What exactly did you execute?
When I type the commands above into tclsh, it displays an error -
% set test1 [list prefix_abc_3 abc_1 abc_2 AAA_0]
prefix_abc_3 abc_1 abc_2 AAA_0
% set test2 abc
abc
% regsub -all ${test2}_[1-9] [list] test1
invalid command name "1-9"
I'm unsure what you are trying to do. You start by inisitalising test1 as a list. You then treat it as a string by passing it to regsub. This is a completely legal thing to do, but may indicate that you are confused by something. Are you trying to test your substitution by applying it four times, to each of prefix_abc_3, abc_1, abc_2 and AAA_0? You can certainly do that the way you are, but a more natural way would be to do
foreach test $test1 {
regsub $pattern $test [list] testResult
puts stdout $testResult
}
Then again, what are you trying to achieve with your substitution? It looks as though your are trying to replace the stringabc with a null string, i.e. remove it altogether. Passing [list] as a null string is perfectly valid, but again may indicate confusion between lists and strings.
To achieve the result you want, all you need to do is add a leading space to your pattern, pass a space as the substitution string and escape the square brackets, i.e.
regsub -all " ${test2}_\[-9\]" $test1 " " test1
but I suspect that this is a made-up example and you're really trying to do something slightly different.
Edit
To obtain a list that contains just those list entries that don't exactly match your pattern, I suggest
proc removeExactMatches {input} {
set result [list]; # Initialise the result list
foreach inputElement $input {
if {![regexp {^abc_[0-9]$} $inputElement]} {
lappend result $inputElement
}
}
return $result
}
set test1 [removeExactMatches [list prefix_abc_3 abc_1 abc_2 AAA_0]]
Notes:
i) I don't use regsub at all.
ii) Although it's safe and legal to switch around between lists and strings, it all takes time and it obscures what I'm tryng to do, so I avoid it wherever possible. You seem to have a list of strings and you want to remove some of them, so that's what I use in my suggested solution. The regular expression commands in Tcl handle strings so I pass them strings.

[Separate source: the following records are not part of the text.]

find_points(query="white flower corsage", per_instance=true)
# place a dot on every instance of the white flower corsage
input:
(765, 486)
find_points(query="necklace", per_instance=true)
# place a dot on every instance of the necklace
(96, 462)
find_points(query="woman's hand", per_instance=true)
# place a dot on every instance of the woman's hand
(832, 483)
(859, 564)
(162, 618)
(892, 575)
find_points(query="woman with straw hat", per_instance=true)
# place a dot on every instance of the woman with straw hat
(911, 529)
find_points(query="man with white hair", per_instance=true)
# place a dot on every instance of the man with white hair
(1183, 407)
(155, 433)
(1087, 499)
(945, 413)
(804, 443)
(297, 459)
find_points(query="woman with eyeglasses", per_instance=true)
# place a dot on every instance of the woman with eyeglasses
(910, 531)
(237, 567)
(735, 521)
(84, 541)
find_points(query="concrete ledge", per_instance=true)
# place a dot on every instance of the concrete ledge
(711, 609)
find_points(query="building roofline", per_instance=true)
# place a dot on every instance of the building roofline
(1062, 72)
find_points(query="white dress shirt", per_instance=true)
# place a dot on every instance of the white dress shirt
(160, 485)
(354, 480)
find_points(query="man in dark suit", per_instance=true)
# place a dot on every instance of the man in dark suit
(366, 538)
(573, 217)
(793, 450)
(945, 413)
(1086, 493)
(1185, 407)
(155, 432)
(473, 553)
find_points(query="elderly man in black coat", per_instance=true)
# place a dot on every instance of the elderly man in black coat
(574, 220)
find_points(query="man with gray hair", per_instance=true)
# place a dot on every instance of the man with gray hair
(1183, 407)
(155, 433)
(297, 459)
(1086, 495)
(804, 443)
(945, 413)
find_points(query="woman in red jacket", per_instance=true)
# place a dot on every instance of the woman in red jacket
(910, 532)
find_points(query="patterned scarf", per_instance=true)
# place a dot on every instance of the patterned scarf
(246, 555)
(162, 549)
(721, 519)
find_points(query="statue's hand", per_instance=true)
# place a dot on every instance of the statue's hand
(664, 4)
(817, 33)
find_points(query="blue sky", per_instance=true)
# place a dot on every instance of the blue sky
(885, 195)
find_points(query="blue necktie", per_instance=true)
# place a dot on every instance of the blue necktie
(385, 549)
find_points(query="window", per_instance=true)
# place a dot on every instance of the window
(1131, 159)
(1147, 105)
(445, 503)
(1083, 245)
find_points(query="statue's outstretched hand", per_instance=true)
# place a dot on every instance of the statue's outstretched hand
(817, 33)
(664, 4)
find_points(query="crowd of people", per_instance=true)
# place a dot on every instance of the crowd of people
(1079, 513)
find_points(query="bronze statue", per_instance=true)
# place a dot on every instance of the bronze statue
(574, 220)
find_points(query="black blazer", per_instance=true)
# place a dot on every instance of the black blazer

iii) To ensure that the list elements match exactly, I anchor the pattern to the start and end of the string that I'm matching against using ^ and $.
iv) To prevent the interpreter from recognising the [1-9] in the regular expression pattern and trying to execute a (non-existant) command 1-9, I enclose the whole pattern string within curly brackets.
v) For greater generality, I might want to pass the pattern to the proc as well as the input list (of strings), in that case, I'd do
proc removeExactMatches {inputPattern input} {
.
.
.
set pattern "^"
append pattern $inputPattern
append pattern "\$"
.
.
.
if {![regub $pattern $inputElement]} {
.
.
.
}
set test1 [removeExactMatches {abc_[1-9]} {prefix_abc_3 abc_1 abc_2 AAA_0}]
to minimise the number of characters that had to be escaped. (Actually I probably wouldn't use the quotation marks for the start and end anchors within the proc - they aren't really needed and I'm a lazy typist!)
Looking at your original question, it seems that you might want to vary only the abc part of the pattern, in which case you might want to just pass that to your proc and append the _[0-9] as well as the anchors within it - don't forget to escape the square brackets or use curly brackets if you go down this route.